CPSC 545/445 (Autumn 2003) - Class 11: Gene Finding (1)
Module 4, Part 1


---
4.1 Gene finding - background / motivation

increasing amount of genomic sequence data
-> interpretation of this data lagging behind.

for genomic dna sequence data from higher eukaryotes:
computational gene finding, i.e., 
identifying intron/exon structures, 
is one of the main problems of bioinformatics.

the problem is closely related to to fundamental
biochemical issues of specifying the precise
determinants of:
- transcription
- translation
- RNA splicing

the problem is also of significant practical
importantce, as computer software for gene finding
is routinely used by genome sequencing laboratories
to help identify genes in newly sequenced regions.

--
recap: gene structure

- genes of most eukaryotic are neither continuous nor contiguous:
  - they are seperated by long stretches of intergenic DNA
  - their coding sequences are interrupted by non-coding introns
- only a small part of the genome is conding sequence
  (human: ca. 3%)
- alternative splicing (at least 35% of human genes - Mironov et al., 1999)
- nested genes (Dunham et al., 1999)
- overlapping genes on the same or opposite strands
  (Schulz and Butler, 1989; Ashburner et al., 1999; Cooper et al., 1998)
- pseudogenes = non-functional sequences resembling real genes
  occur in numerous copies throughout the genome

regulatory regions are crucial for gene expression
their location relative to target gene is not uniquely determined:
- basic regulatory elements (e.g., TATA / CAT boxes) usually upstream
	of transcription start site
- enhancers and silencers can be distant upstream, downstream,
	even within introns


---
4.2 Approaches to computational gene finding


the computational gene finding problem

given raw sequence data, predict:
- coding and non-coding regions
- exons/introns
- splicing patterns
- transcription factors
- ...

-> genomic sequence annotation

[slide: Figure 1]


--
naive approach:
- search for characteristic subsequences (pattern matching)
  (e.g., TATA, CCAAT, GC boxes, etc.)

example: intron identification (GT-AG rule)

[slide: Figure 31.2]


problems:
- only covers most conserved signals (subsequences)
- these are not sufficient for characterising genes (exons)

--
ideal approach:
- complete simulation of DNA transcription, 
  RNA splicing/processing, RNA translation
- base gene prediction on results of this simulation

problem:
- assumes solution of most important, open biochemical problems
- computational complexity might be very high

--
finding open reading frames (ORFs):
- mark all stop codons in all reading frames
- long stretches of uninterrupted sequence between stop codons
  give candidates for genes (exons)
- for prokaryotes, also use initiation codon ATG

[slide: Figure 7-15]

problems:
- distribution of ORF length almost identical for
  random sequence data and real genomic sequence
  (claverie et al., 1996)
-> ORF length alone gives almost no information on protein 
  coding regions

--
how is it really done?

- signal detection (splice sites, promoter regions, etc.)

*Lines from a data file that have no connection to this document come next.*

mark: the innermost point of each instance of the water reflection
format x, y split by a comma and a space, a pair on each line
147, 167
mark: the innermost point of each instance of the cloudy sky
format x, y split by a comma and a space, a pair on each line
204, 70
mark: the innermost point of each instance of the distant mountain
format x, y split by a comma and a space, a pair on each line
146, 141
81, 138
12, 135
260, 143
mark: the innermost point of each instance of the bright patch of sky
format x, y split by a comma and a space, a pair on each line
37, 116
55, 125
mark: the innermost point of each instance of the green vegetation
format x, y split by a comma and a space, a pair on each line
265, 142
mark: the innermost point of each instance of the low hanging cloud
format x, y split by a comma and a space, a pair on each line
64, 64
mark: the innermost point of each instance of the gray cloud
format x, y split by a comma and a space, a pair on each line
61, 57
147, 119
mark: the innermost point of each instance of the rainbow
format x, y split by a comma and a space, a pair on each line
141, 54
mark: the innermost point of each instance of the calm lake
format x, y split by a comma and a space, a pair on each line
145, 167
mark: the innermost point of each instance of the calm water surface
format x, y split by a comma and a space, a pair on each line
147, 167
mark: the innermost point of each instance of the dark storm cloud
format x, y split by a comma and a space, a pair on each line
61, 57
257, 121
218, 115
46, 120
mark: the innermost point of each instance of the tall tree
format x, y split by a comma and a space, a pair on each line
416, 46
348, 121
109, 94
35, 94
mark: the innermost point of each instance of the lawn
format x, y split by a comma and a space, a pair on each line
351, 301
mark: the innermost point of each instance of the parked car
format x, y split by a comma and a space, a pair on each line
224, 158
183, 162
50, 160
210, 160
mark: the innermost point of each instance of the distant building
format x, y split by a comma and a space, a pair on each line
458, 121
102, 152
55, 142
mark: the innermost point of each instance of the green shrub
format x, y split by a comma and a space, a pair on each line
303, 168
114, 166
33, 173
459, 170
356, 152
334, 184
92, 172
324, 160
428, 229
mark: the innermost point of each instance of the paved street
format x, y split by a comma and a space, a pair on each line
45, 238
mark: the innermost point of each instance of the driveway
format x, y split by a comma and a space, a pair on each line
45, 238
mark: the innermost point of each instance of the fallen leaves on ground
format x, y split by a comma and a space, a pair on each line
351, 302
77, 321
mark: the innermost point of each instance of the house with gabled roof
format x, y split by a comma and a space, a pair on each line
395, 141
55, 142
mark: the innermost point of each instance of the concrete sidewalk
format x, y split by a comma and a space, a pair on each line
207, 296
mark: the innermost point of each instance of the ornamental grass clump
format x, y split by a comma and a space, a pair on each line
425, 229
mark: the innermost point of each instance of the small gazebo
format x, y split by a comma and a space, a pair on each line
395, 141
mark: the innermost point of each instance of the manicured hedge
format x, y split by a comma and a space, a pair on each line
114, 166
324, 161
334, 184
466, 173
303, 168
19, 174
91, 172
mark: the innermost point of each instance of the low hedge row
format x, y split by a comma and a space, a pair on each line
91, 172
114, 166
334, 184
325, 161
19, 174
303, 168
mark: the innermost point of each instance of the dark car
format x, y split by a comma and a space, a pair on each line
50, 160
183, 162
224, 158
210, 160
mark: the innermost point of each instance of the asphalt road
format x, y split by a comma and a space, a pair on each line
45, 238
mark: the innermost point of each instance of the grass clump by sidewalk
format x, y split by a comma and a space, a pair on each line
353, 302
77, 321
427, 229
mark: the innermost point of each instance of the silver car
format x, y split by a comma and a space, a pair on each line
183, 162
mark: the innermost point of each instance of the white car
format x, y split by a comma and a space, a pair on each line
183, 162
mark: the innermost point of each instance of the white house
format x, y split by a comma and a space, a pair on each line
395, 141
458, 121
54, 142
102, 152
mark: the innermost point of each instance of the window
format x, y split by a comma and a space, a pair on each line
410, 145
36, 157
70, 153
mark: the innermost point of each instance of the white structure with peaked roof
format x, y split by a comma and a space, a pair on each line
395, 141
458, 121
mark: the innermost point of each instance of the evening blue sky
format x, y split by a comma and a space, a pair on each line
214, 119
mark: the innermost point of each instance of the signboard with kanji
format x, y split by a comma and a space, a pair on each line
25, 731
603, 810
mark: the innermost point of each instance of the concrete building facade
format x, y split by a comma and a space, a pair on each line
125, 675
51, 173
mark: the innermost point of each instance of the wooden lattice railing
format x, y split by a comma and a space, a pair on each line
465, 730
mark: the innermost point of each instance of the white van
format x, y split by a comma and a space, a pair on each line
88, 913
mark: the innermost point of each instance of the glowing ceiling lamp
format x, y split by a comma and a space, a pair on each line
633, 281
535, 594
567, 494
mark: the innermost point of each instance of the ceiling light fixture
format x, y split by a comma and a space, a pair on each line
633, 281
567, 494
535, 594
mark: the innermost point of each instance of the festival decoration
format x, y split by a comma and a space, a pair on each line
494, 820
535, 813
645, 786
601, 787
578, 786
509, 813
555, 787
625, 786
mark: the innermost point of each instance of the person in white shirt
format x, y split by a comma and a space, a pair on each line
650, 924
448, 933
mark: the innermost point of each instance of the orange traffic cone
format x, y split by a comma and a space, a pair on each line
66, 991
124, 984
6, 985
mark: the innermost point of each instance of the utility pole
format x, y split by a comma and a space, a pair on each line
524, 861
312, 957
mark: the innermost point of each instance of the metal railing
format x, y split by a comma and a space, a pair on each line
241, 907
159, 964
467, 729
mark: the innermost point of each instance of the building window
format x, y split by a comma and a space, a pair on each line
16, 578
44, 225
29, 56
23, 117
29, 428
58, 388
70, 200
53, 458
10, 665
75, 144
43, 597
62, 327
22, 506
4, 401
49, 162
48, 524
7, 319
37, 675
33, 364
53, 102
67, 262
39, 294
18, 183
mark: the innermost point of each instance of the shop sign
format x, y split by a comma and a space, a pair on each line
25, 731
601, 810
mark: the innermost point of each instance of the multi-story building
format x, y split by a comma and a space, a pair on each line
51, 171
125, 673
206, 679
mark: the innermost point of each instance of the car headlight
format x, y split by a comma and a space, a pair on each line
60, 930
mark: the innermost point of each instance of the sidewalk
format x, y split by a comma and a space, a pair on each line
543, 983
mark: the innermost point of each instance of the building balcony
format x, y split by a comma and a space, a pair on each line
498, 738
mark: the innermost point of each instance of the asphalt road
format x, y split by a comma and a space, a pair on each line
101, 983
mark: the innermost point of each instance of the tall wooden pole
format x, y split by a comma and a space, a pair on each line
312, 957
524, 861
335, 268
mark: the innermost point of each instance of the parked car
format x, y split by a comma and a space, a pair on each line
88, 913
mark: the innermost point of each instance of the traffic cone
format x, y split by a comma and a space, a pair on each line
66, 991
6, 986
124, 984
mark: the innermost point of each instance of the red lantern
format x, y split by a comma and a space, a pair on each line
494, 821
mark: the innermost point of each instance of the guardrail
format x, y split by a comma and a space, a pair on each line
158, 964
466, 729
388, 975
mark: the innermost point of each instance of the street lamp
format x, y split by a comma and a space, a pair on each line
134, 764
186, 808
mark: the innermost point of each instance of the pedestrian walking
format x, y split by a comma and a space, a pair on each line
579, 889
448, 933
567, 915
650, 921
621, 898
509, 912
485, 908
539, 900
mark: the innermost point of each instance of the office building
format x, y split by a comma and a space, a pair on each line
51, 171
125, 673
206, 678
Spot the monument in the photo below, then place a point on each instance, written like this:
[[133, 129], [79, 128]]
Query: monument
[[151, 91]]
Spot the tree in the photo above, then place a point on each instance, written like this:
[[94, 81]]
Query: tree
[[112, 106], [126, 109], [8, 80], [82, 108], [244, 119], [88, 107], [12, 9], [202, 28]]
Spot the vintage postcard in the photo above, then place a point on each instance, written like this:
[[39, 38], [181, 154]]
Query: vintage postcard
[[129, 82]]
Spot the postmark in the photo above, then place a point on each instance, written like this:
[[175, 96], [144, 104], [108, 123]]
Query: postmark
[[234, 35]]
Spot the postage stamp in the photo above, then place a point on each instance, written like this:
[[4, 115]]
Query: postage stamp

  note: signals are often not 100% conserved
  example: intron 5' splice site
  -> probabilistic models (as in phylogeny!)

[slide: Figure 7-15]
[slide: Figure 1.8 - intron 5' splice site]

- compositional properties of coding vs. non-coding DNA
  (GC content, hexamer frequencies)

- integration of the above
- integration with homology searching

-> modern gene finders predict individual functional elements
  and entire gene structure (sets of spliceable exons)

--
signal detection:

- simple motif search: typically not good enough
- Weight Matrix Method (WMM)
- Weight Array Method (WAM)
- Hidden Markov Models (HMMs)

--
fundamental method:

- build generative, probabilistic models of signals
- use these to compute probability for given sequence
- high probability of generation -> predict signal


---
4.3 Weight Matrix and Weight Array Methods


WMM method:

given: 
- frequency p^i_j of nucleotide j at position i
- sequence X=x1 x2 x3 ... xn

probability P{X} of generating X 
= p^1_x1 * p^2_x2 * ... * p^n_xn


--
generalisation:

WAM method, models dependencies between positions
(probability of seeing x2 at pos 2 depends on what was
 seen at pos 1)


--
where do the model parameters (p^i_j) come from?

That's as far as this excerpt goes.